El líder de «Valkyrie» sabía que su meta no era más que una quimera para la «humanidad», pero ¿por qué iba a contenerse por unas ataduras que no se le aplicaban? Sus marionetas no estaban malditas con los desperfectos que lastrarían a un ser humano. Eran «perfectas» y él mismo de encargaba de conservarlas con esmero en su estado impoluto. Día tras día, ensayo tras ensayo, actuación tras actuación, el maestro se cercioraba de que sus marionetas permanecían ajenas al paso del tiempo.

Porque las marionetas no tenían por qué cambiar. Para qué, ¿si ya eran «perfectas»?

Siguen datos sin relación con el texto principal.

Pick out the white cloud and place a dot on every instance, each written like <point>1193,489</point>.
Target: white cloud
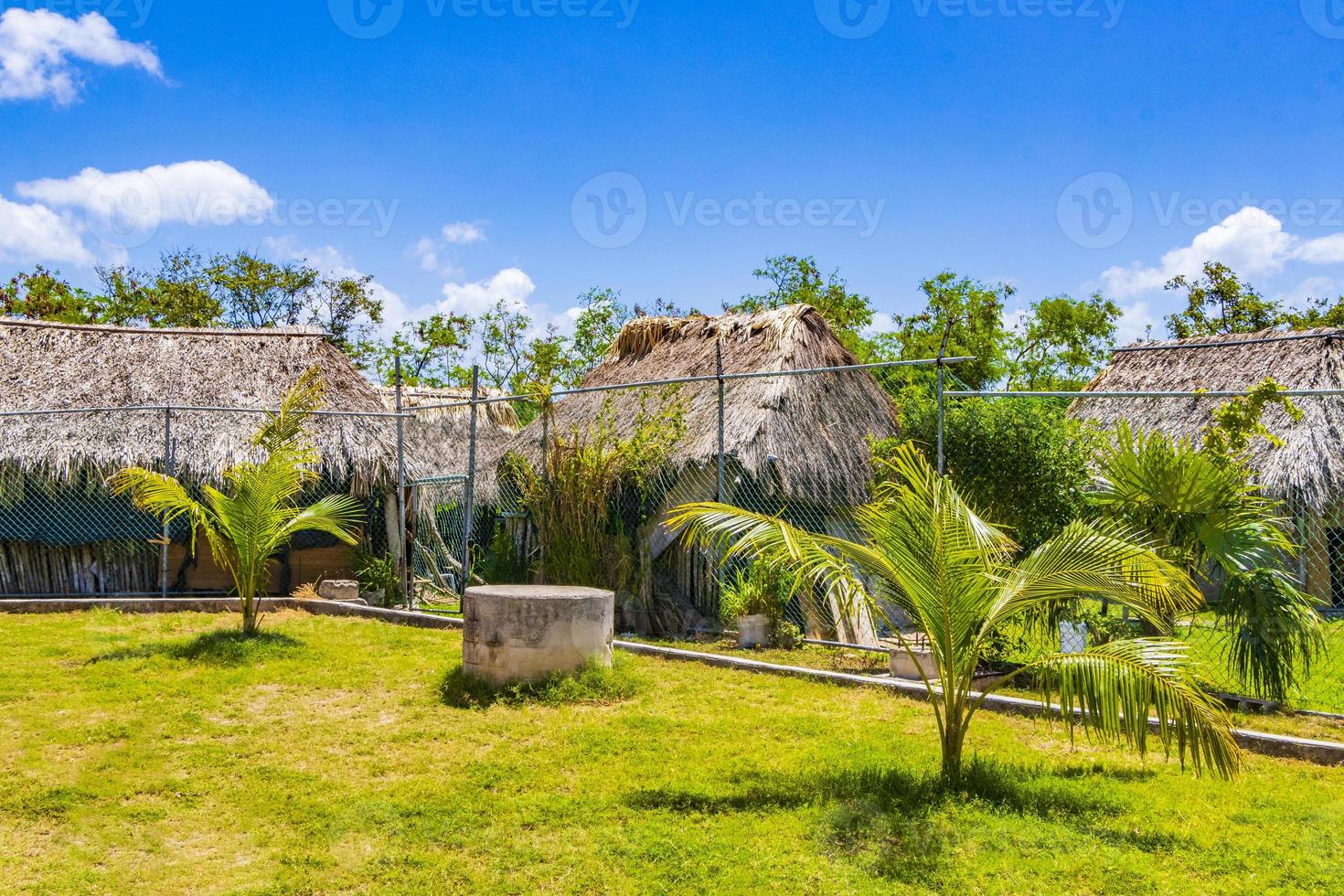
<point>192,192</point>
<point>511,285</point>
<point>37,50</point>
<point>463,232</point>
<point>33,234</point>
<point>425,251</point>
<point>1252,242</point>
<point>429,251</point>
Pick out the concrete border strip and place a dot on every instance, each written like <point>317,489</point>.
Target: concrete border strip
<point>1324,752</point>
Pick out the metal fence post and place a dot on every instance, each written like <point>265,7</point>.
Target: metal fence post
<point>718,352</point>
<point>943,406</point>
<point>403,559</point>
<point>163,549</point>
<point>469,504</point>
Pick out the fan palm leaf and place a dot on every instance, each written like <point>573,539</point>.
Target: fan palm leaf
<point>925,551</point>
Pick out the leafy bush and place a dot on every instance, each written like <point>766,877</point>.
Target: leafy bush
<point>592,496</point>
<point>1020,463</point>
<point>758,590</point>
<point>593,684</point>
<point>379,572</point>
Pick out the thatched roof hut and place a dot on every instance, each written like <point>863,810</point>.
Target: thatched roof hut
<point>438,440</point>
<point>1308,470</point>
<point>46,366</point>
<point>805,438</point>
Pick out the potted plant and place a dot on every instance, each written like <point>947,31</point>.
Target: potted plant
<point>754,602</point>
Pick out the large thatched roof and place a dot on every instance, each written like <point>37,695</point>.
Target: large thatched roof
<point>57,366</point>
<point>1308,469</point>
<point>805,435</point>
<point>438,440</point>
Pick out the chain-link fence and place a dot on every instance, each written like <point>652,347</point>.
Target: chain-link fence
<point>65,532</point>
<point>481,486</point>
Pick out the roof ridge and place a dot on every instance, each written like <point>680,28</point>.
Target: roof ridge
<point>219,332</point>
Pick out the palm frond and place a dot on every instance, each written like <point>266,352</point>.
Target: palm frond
<point>1275,632</point>
<point>335,515</point>
<point>1100,559</point>
<point>1112,689</point>
<point>165,497</point>
<point>285,427</point>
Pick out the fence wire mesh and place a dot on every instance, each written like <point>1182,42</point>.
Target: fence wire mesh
<point>797,446</point>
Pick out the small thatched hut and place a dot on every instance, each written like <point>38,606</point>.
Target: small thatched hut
<point>60,532</point>
<point>797,445</point>
<point>1307,473</point>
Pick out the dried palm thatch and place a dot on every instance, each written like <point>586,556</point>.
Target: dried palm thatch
<point>58,366</point>
<point>804,435</point>
<point>1308,470</point>
<point>438,440</point>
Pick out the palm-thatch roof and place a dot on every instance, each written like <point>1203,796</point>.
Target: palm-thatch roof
<point>46,366</point>
<point>438,440</point>
<point>1308,470</point>
<point>804,435</point>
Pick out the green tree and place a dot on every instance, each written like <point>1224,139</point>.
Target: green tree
<point>1220,303</point>
<point>928,552</point>
<point>976,314</point>
<point>254,517</point>
<point>798,281</point>
<point>595,328</point>
<point>432,351</point>
<point>1060,344</point>
<point>1024,463</point>
<point>1204,513</point>
<point>40,294</point>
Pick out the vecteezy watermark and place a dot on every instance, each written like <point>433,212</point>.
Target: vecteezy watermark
<point>134,12</point>
<point>126,211</point>
<point>852,19</point>
<point>761,209</point>
<point>612,209</point>
<point>1326,17</point>
<point>1105,11</point>
<point>1097,209</point>
<point>366,19</point>
<point>369,19</point>
<point>1195,211</point>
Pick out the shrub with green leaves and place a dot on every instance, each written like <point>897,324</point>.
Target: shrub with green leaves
<point>1021,463</point>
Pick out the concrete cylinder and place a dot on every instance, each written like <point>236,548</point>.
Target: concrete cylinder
<point>526,632</point>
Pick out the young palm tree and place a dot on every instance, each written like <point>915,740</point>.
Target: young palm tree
<point>256,516</point>
<point>925,551</point>
<point>1203,512</point>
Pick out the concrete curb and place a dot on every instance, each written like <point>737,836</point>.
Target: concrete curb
<point>229,604</point>
<point>1323,752</point>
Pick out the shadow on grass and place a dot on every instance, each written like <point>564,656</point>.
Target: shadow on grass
<point>906,821</point>
<point>223,647</point>
<point>593,684</point>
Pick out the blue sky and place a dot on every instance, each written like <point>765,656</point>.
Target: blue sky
<point>468,152</point>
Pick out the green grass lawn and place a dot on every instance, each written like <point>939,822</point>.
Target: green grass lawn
<point>144,753</point>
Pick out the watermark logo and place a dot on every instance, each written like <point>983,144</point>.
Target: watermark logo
<point>123,212</point>
<point>1097,209</point>
<point>133,12</point>
<point>761,209</point>
<point>1105,11</point>
<point>852,19</point>
<point>1326,17</point>
<point>611,211</point>
<point>368,19</point>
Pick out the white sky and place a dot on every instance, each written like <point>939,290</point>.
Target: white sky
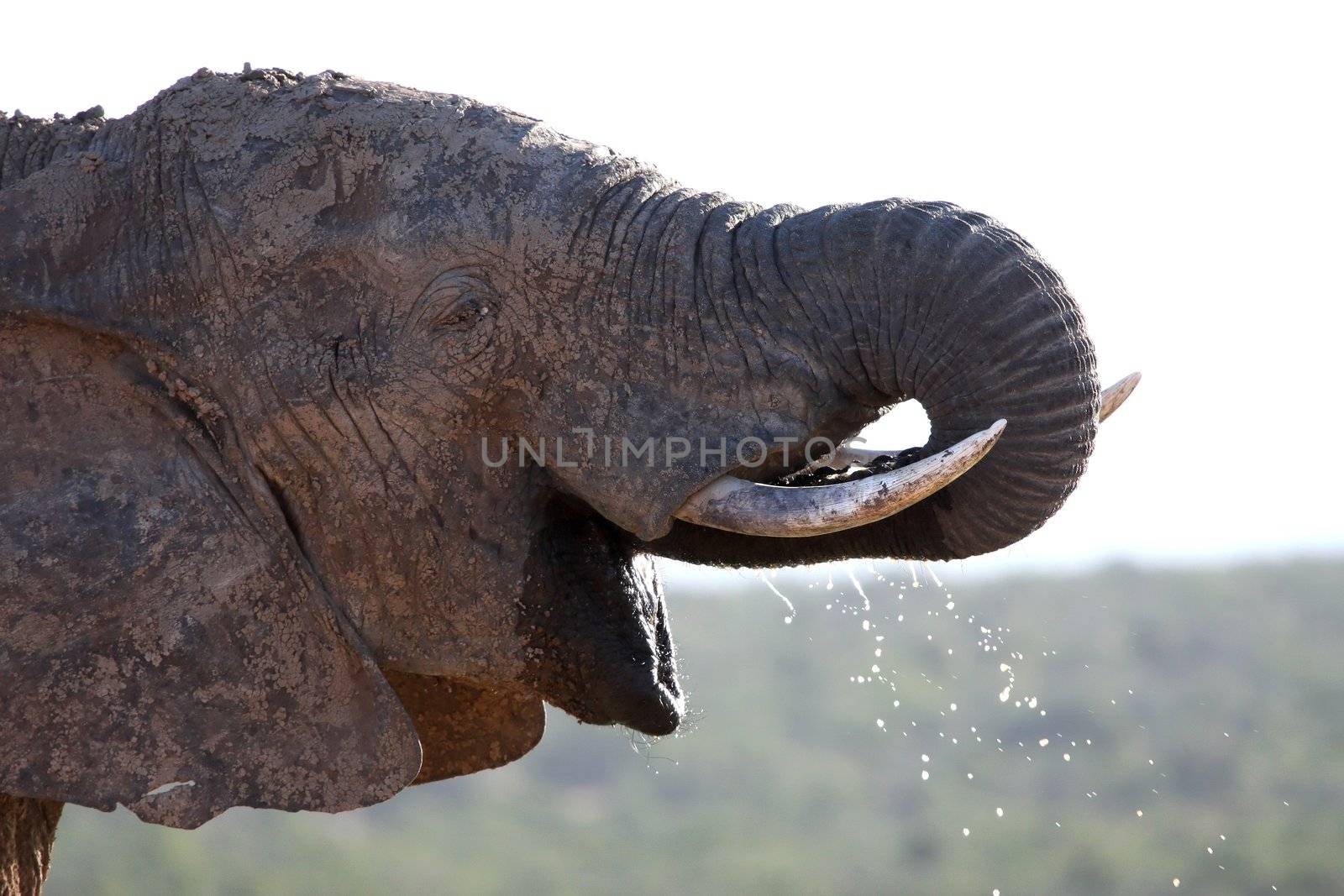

El tiempo pasó y, a medida que sus obras se acercaban más y más a su ansiada «perfección», el titiritero empezó a notar un cambio en su marioneta más querida. Ya no lucía su encantadora sonrisa y el brillo de sus ojos se había apagado. Parecía estar envuelta de un manto de melancolía.

Imposible, pensó el titiritero. Las marionetas no tenían «sentimientos».

El telón se abrió por última vez y el maestro titiritero pensó que quizás ese día por fin alcanzaría su ansiada «perfección». El vestuario era el apropiado —él mismo lo había diseñado, había seleccionado el material de mejor calidad y lo había cosido con la maña que da la experiencia—, la actuación estaba meticulosamente planeada y sus marionetas permanecían impolutas.

La «perfección» estaba en sus manos.

Sin embargo, un corte en la música acabó con su «ilusión».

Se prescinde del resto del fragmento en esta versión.